Sunday 3 January 2016

Even sensation is imagined - there are no hard facts

In attempting to cure ourselves in ingrained habits of positivistic, nihilistic and despair-inducing modes of modern thinking; rather than trying to develop our imaginations and to acknowledge the reality of extra-sensory communications (as I suggested yesterday) - another different (but complementary) approach is to recognise that what we are accustomed to sense as as 'hard facts' of reality - that seem to force themselves upon us, such that we act as passive receivers, those thngs we feel ourselves to be 'sensing' rather than 'imagining' (the sky, this chair, my fingers)... these are as thoroughly 'imagined' as anything else. 

Which is not to say the the sky, my chair, this computer are unreal - but that they are imagined. Facts do not have a direct route into our brains thereby to make accurate representations of themselves - rather, everything we get 'directly' is in a primary sense of divine origin - given us or built-into us by revelation.

Vision, hearing, touch, taste, smeel and feeling are not the direct communication routes for reality; rather the direct route for communication runs between God the creator, and our inmost true self - by 'pathways' (or mechanisms) imperceptible, undetectable, un-measurable to physics and biology. 

It is not 'us and them', mind and facts - because us affects our sensory (as well as imaginative) grasp of them. Indeed (pushed to the limit) with no us, there would be no them - interpretation is more basic than facts, spirit is more basic than material.

Hard facts are neither hard nor facts - although there is a real reality.

The contrast between 'fundamental' sensations which force themselves upon us, and 'fabciful' imagination which we steer from our free agency, is a hierarchy which should be inverted - the most powerful evidence for which is that this has been inverted, by most humans, through most of history and even now in many places of the world.

Instead of perceiving 'reality' (like Western Man does) as a dead and meaningless world with a few temporary subjective and unreliable floating-islands of life and consciousness; the spontaneous and traditional human view is apparently the opposite - of an alive and purposive world, with 'objective' analysis merely an temporary, expedient, pragmatic tactic for attaining certain discrete goals - a means to an end.

In reality there are no facts - so that the contrast between the world of sensed objective facts and the world of imagined subjective ideas is a false dichotomy: these are one world.

This notion is a truth much emphasised in recent decades, partially and to create a falsehood. The project is sometimes termed de-literalisation: and the idea is that we should cease to regard things as true or false, but instead symbolically. This sustains the kind of self-refuting, yet universally destructive, relativism which is now mainstream.

But this relativism is a consequence of atheism, which takes a correct but partial analysis then removes the religious context - indeed, all ideas become nonsense when detached from any root in the divine.

(Most obviously in science - the whole endeavor of science becomes nothing but generic bureaucracy - careerism, as modern research mostly now is, when detached from a religious framework and the pursuit of transcendental truth.)

However, within the religious context of God the creator as our loving Father, then we can understand that imagination is primarily a way of understanding the workings of our deepest true self - which is divine (because we are children of God) albeit only embryonically, or nascently, divine.

In other words, much of our lives are 'automatic' - vegetative and animal processes, many of them simply functioning to perform routine tasks, or else arbitrarily implanted in us by culture and training. But that which makes us human is a deep, divine level of self-consciousness - and that is the core of our being, that is what looks out onto the world - and that is what apprehends reality by the faculty of imagination.
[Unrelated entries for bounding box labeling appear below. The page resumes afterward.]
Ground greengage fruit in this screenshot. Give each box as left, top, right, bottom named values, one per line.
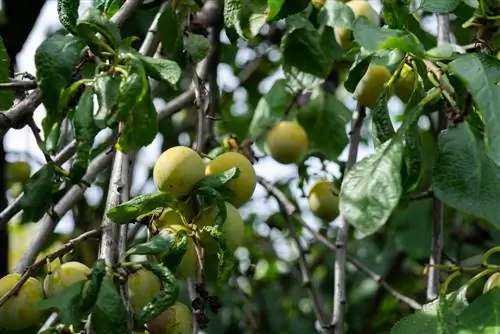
left=43, top=261, right=92, bottom=297
left=0, top=274, right=44, bottom=333
left=153, top=146, right=205, bottom=197
left=147, top=301, right=193, bottom=334
left=266, top=121, right=308, bottom=164
left=308, top=180, right=339, bottom=221
left=205, top=152, right=257, bottom=207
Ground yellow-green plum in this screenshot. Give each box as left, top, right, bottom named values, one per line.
left=266, top=121, right=308, bottom=164
left=0, top=274, right=44, bottom=333
left=205, top=152, right=257, bottom=207
left=153, top=146, right=205, bottom=198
In sum, this is what we need to train in ourselves: this is what we need to make a habit -- that when we look-out-onto the world, we do not either lose-ourselves in a fluid undifferentiated reality (like that of childhood) that seems to 'drown' our self-awareness; or else a world in which our own  self-awareness is mocked and crushed by the rock-like objectivity of cumulative hard facts.

We should aim to retain self-awareness at all times - that is indeed the destined (divinely intended) future of human consciousness.

We should regard what used to be hard facts from our dominant and sustained centre of self-awareness - of consciousness.

So that we look-out-from our sense of self onto a world which contains many kinds of things - we will see, feel and know that all is secondary to that regarding consciousness; that there is nothing out there in the world which is not imagined.

BUT, that the self which does the regarding is not imagined. That conscious, regarding self is the 'given', the 'assumption' which makes possible all other knowledge. It is not infallible nor is it 100 percent correct - but its basic,potential validity is real and fundamental because the true self is partly divine, and it is in communication with the fully divine. 

2 comments:

Unknown said...

I really want to understand how imagination works in this regard, but I can't seem to grasp it. How do I use imagination to connect with the spiritual? How do I use imagination to interpret the world around me?

Bruce Charlton said...

@Costa - I have written quite a lot about this recently on this blog - if you do a word search for "imagination" you will find the stuff.